At present, the biological function of the KMP-11proteinis not yet fully understood, however, it clearly has three immunological roles; B-cell immunostimulatory, inducer lymphocyte proliferation and response cytotoxic and immunoprotective in animal models (15).The KMP-11 protein could induce the proliferation of T lymphocytes. Tolson et al. (1994) showed that the KMP-11 protein in L. donovani is a potent stimulator of CD4+, CD8-in mice immunized with KMP-11proteins (16). In addition, according to Basu et al. (2005) this protein is an excellent target for T cytotoxic lymphocytes (CD8+) and natural killer cells (NK). It has been revealed that KMP-11 induces significant production of IFN-γ cytokine from T-helper lymphocytes (17). Moreover, Trujillo et al. (1999) showed that the subclasses of immunoglobulins involved in the response fronts of KMP-11 in Leishmania, in order of reactivity are; IgG1, IgG3, IgG2 and IgG4 (18).

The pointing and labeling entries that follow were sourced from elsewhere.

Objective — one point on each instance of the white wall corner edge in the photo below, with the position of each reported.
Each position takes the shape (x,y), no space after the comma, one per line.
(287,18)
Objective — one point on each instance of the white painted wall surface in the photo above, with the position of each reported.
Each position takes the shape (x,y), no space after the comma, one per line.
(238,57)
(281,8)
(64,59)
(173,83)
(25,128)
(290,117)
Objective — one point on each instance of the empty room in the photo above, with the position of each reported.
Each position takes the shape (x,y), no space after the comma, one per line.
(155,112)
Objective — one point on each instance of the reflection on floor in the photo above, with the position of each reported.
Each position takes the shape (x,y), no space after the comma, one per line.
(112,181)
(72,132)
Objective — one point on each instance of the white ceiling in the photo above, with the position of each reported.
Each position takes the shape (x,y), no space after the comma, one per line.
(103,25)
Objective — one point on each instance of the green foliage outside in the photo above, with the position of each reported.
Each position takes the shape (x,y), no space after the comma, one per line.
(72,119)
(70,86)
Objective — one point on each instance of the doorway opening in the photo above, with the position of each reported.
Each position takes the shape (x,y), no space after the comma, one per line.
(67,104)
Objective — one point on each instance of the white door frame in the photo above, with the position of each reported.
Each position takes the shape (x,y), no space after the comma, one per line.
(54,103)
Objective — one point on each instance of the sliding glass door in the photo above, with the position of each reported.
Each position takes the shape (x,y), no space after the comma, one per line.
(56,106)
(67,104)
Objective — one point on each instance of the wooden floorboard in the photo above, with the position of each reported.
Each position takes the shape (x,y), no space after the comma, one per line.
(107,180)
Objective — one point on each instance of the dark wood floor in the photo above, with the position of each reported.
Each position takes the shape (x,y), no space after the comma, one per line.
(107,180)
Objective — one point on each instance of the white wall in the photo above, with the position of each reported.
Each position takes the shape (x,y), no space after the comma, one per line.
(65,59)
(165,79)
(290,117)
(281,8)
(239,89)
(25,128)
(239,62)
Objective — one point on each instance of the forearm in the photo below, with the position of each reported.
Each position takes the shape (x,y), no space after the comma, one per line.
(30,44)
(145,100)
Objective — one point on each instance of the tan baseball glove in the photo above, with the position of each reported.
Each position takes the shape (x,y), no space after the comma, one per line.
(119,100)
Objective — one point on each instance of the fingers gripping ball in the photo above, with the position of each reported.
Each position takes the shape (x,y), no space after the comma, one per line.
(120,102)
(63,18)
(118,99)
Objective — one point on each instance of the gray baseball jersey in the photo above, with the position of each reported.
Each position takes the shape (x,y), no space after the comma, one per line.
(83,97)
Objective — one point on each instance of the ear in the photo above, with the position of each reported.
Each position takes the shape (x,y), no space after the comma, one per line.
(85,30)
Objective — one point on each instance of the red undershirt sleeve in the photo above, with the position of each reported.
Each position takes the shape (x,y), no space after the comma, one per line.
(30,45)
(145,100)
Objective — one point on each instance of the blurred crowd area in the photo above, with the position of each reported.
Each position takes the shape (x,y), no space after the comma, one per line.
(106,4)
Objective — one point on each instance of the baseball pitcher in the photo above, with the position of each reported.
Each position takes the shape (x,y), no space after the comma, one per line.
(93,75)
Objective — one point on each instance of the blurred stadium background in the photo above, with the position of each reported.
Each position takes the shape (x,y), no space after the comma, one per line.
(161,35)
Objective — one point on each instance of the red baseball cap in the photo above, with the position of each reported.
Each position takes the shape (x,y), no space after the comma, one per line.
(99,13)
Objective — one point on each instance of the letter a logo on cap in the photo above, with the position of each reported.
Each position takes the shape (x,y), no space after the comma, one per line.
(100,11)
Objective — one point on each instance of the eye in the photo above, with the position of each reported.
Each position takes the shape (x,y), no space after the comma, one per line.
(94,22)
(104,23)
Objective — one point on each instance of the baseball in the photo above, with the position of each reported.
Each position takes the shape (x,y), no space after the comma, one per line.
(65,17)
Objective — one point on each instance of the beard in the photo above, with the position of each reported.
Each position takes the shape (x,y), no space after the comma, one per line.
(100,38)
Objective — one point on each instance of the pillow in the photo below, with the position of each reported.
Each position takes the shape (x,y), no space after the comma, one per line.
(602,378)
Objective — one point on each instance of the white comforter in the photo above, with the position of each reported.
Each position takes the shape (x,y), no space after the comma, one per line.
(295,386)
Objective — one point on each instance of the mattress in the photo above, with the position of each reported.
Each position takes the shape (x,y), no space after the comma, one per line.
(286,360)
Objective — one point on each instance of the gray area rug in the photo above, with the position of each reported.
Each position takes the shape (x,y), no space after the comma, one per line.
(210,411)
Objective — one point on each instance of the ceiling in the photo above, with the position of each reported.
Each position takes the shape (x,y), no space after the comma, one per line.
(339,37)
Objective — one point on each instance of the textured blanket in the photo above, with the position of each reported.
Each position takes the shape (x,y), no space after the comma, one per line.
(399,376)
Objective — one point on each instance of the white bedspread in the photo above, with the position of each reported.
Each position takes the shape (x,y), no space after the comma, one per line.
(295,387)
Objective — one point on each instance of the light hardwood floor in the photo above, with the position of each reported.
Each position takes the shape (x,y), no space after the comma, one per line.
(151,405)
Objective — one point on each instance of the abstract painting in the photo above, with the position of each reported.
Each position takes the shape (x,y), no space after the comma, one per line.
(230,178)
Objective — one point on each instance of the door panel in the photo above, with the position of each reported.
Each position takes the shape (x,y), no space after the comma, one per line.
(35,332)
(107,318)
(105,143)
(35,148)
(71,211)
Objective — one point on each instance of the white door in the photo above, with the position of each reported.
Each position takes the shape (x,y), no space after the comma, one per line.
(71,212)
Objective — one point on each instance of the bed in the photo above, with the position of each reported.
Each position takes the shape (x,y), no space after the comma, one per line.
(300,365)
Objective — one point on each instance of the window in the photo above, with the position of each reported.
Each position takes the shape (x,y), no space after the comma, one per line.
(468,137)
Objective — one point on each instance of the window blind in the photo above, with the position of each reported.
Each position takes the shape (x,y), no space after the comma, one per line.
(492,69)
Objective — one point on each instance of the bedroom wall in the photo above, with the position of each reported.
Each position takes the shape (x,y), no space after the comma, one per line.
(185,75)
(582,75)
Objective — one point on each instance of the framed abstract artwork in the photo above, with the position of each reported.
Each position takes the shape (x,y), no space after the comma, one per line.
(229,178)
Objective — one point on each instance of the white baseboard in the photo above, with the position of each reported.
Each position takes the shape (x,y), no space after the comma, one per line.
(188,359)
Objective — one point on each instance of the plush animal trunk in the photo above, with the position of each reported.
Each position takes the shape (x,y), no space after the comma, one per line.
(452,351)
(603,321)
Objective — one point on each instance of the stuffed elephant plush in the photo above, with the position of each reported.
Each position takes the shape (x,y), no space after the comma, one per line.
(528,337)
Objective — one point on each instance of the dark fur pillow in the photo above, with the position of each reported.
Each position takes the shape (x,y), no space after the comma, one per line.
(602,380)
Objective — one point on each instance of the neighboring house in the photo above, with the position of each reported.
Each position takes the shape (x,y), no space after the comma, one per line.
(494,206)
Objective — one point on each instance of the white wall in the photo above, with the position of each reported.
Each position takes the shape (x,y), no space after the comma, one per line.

Considering the aforementioned findings, KMP-11 has been used previously for immunotherapy and immunization against leishmaniasis. Maranon et al. (2001) immunized transgenic mice with an A2/Kb fusion protein composed of the heat shock proteins HSP70 and KMP-11 in T. cruzi that induces a cytotoxic response against cells expressing the KMP-11in the parasite (19). Moreover, Planelles et al. (2002) have found that the fusion protein HSP70/KMP-11, is capable of acting as a stimulator for mature mouse dendritic cells and the consequent production of interleukin 12 (IL-12) and tumor necrosis factor(TNFα) (20). In addition, Ramirez et al. (2001) showed that immunization of BALB/c mice with an attenuated strain of Toxoplasma gondii expressing the protein Leishmania KMP-11, induces a specific immune response and immunoprotective in such animals (21). The study of Berberich et al. (2003), showed that immunization of mice with murine dendritic cells pulsed with a mixture of recombinant Leishmania antigens, including KMP-11 proteins, are able to control L. major infections (22).
In conclusion, the recombinant plasmid of pTKMP-11 that was successfully constructed in the present study could be used for future DNA vaccine production against leishmaniasis.